The second major event occurred in Washington, where the US Senate gave final approval to a US-Indian agreement allowing full nuclear trade between the two states. Until now, India had languished under nuclear sanctions explicitly designed to retard New Delhi's nuclear weapons and electricity programs.

India too is an emerging power, and, like Brazil, it has been its own worst enemy for decades: over-population and perhaps the world's best government at stifling innovation and development combined with a particularly vibrant streak of anti-Americanism that, 20 years ago, stopped generating Soviet subsidies for New Delhi.
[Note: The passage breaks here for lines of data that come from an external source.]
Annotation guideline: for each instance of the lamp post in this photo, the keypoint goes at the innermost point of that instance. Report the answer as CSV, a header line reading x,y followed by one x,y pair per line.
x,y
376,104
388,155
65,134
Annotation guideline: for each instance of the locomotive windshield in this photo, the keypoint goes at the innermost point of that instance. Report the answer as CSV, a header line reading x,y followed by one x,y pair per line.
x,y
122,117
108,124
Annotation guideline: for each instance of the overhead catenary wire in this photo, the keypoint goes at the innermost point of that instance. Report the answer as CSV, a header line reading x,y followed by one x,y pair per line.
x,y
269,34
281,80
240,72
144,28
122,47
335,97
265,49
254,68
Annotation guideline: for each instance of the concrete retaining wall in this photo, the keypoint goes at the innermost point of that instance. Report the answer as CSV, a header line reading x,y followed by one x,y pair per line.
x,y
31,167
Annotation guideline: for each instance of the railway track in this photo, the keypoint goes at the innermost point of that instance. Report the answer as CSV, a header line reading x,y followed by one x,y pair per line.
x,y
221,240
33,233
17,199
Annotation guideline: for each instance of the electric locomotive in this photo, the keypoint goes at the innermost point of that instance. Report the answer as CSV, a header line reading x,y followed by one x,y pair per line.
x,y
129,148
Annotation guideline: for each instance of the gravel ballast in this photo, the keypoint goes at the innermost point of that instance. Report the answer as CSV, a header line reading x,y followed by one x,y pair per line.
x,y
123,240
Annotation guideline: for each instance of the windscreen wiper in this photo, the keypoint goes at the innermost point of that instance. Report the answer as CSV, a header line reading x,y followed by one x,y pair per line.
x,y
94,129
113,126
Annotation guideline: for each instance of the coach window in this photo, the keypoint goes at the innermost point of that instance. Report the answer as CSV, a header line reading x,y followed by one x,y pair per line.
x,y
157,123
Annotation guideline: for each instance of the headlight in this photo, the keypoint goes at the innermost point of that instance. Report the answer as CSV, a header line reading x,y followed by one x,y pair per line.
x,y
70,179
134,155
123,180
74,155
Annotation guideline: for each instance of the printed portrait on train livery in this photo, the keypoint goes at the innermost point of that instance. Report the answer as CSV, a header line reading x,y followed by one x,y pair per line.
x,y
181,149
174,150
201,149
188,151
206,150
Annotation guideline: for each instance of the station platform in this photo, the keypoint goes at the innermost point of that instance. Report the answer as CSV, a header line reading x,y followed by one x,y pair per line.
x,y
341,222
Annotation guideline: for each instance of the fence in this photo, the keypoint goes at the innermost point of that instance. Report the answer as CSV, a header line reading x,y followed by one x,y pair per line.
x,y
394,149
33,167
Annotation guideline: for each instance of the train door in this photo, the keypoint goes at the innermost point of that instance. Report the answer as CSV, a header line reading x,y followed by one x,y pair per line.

The United States has always viewed India as a potential ally: it is a large market, is democratic, is a rival of China and is sufficiently hedged in by geography to never really be a long-term threat to American interests.

But there has always been the Pakistani problem. During the Cold War, the United States needed Pakistan as a means of securing China in de facto alliance against the Soviet Union. In the jihadist era, the United States needed Pakistan to help fight the Afghan war. No matter how much Washington may have wanted India as an ally for the long haul, it needed Pakistan in the short run.

Well, not anymore. Evolutions in the Afghan war are leading the United States toward considering Pakistan a lost cause – and perhaps even a state hostile to American interests. As that feeling slowly coalesces into policy, India is the natural – even greatly desired – alternative. The nuclear deal does more than simply allow for US industry to help the Indians out with their nuclear program – it is the start of a broad, deep strategic alliance based on concerns about China and Islam.

The third event happened in St. Petersburg, Russia: Germany and Russia held their bi-annual bilateral government summit.

Germany is the closest thing that Russia has to a friend in Europe these days. And considering that Chancellor Angela Merkel is openly distrustful and critical of the Russian government, that is truly saying something. Merkel certainly wants to stand up to Russia – she is from the former East Germany after all and knows full well what it means to live under Russian "influence” – but she has found herself trapped by geography and history. Her country is economically dependent on Russian energy supplies. Even if Berlin could muster the political will to challenge Moscow, and suffer through the energy dislocation and economic weakness that would come from a massive defense build-up, the thought of the Germans rearming to fend off Russian expansionism is something that sows more than a little terror among Germany's neighbours.

It could be far easier for the Germans to cut a deal with the Russians to share influence in the regions that lie between them. This has happened before – and has been known to lead to a world war. The winds of history are blowing through Merkel's window, and it would be truly odd for her to not have felt a bitter chill.

And, with that, the broad lines of the next decade have already been sketched. Brazil and India are both emerging as major powers, and doing so in a way that will not challenge – and may well dovetail with – American power. Germany faces a truly agonizing choice: a confrontation that will make it suffer greatly, or a conciliation that will make its neighbours suffer even more.